O cumprimento efetivo da determinação judicial passou a ficar envolto em uma nuvem de dúvida. Na tarde de quinta-feira (9), dia seguinte à expedição da ordem judicial, o presidente interino da Câmara, William Miranda, recebeu os três suplentes em seu escritório de advocacia. O presidente não atendeu aos insistentes contatos da coluna para responder sobre o procedimento a ser adotado diante da decisão. Laconicamente, limitou-se a uma frase que pouco informa: “Nós vamos cumprir todas as determinações legais. É isso que tenho a dizer”.
Mas os três suplentes saíram da reunião com Miranda na quinta-feira dizendo o mesmo: segundo Marcelo, Wilian e Thiago, o presidente interino lhes garantiu que daria cumprimento à decisão, ao fim do prazo de três dias contados do momento em que a Câmara fosse oficialmente notificada. O presidente precisaria desses poucos dias para exonerar todos os assessores dos três titulares afastados que continuam lotados nos respectivos gabinetes.
Entretanto, na sexta-feira (10), extraoficialmente, recebemos uma informação que vai em sentido oposto: a de que a Câmara da Serra, representada por Miranda, entrará com recurso no Tribunal de Justiça do Estado (TJES) para tentar reverter liminarmente a decisão que a obriga a empossar os três suplentes. A gestão de Miranda, portanto, prefere não ter que dar posse ao trio de suplentes e, para não ter de fazê-lo, vai apelar para a segunda instância.

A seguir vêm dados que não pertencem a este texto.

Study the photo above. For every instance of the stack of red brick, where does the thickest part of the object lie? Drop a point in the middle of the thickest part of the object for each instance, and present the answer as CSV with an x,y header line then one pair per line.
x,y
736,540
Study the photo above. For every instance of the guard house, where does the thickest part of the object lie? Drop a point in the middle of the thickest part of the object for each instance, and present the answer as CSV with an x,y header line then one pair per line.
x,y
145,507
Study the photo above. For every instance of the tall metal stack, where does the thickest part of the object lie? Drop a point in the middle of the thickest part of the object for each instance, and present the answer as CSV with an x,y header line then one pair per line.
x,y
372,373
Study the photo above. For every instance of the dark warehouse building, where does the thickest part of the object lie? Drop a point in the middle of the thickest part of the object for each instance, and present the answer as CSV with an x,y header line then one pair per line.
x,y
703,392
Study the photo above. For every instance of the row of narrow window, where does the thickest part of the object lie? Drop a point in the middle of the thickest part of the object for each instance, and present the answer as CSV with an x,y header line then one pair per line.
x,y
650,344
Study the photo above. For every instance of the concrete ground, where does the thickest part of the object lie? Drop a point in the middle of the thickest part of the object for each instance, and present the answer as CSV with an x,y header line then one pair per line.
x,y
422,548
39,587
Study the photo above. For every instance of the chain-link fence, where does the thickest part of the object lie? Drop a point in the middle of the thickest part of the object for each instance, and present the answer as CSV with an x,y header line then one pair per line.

Tudo muito dúbio, até porque, sai presidente, entra presidente, as coisas continuam como dantes na Câmara da Serra: bem pouco transparentes.
Desde quinta-feira (9) de manhã, malgrado nossas reiteradas tentativas, não conseguimos obter resposta alguma do presidente, do procurador-geral e da assessoria de imprensa da Câmara, para duas singelas perguntas: a Câmara dará posse aos suplentes? Recorrerá da decisão? Nenhum telefonema foi atendido. Nenhuma mensagem de Whatsapp foi respondida, salvo a única declaração acima concedida pelo presidente, a qual não só diz pouco como contém uma ambiguidade: “Nós vamos cumprir todas as determinações legais. É isso que tenho a dizer”.
São informações da mais alta relevância e de elevado interesse público. Não dizem respeito ao colunista, mas à sociedade serrana e à representatividade popular. Mas a Câmara da Serra, lamentavelmente, continua não primando pela transparência nem pela publicidade de seus atos.